Hundreds of millions of people across Asia celebrate the Lunar New Year with their families on Wednesday, as they bid farewell to the Year of the Dragon and usher in the Year of the Snake.
The Chinese enjoy eight consecutive public holidays for the 2025 Spring Festival, an opportunity to share meals, attend traditional performances, and set off firecrackers and fireworks.
Train stations and airports across the country have been jam-packed for weeks as millions returned home to spend the holidays with their loved ones in an annual migration that is expected to be a record.

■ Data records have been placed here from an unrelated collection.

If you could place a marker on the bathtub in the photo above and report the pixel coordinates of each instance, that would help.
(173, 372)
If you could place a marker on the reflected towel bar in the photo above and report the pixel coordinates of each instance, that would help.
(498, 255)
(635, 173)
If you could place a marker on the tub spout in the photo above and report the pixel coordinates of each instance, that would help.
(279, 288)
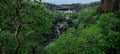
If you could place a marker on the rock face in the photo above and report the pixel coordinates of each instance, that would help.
(110, 5)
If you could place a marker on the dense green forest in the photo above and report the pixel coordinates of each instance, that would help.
(33, 27)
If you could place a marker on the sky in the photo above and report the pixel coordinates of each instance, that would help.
(68, 1)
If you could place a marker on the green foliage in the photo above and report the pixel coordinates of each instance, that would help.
(101, 37)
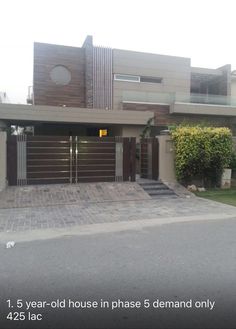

And high streets, shopping malls, offices and homes are bedecked in festive red banners -- believed to ward off evil -- throughout many parts of East and Southeast Asia, including South Korea, Singapore, Vietnam and Thailand.
In Taiwan on Wednesday morning, people of all ages thronged temples across the island to make offerings of fruit, sweets, crackers and nuts, and mediate and pray.
Some temple-goers ushered in the new year by racing to be the first to release incense in the pursuit of good fortune.
"I didn't want to look back with regret when I'm old, so I decided to go for it," Kao Meng-shun said, after winning the event at Fusing Temple in Yunlin County, in the central-west of Taiwan.
"While I'm still young and have the energy, it's the perfect time to take action and make the most of it."
During the traditional 40-day period that runs before, during and after the Lunar New Year holidays in mainland China, about nine billion interprovincial passenger trips on all forms of transport are expected to be made.
Train and air travel are expected to "hit record highs" during this year's migration, state news agency Xinhua said.
In South Korea, heavy snowfall caused disruption to train, plane and bus schedules nationwide, as people went to visit their families in the countryside this week.
Passengers were seen at Seoul's main train station carrying gifts wrapped in colourful cloth and luggage as they prepared to leave the capital.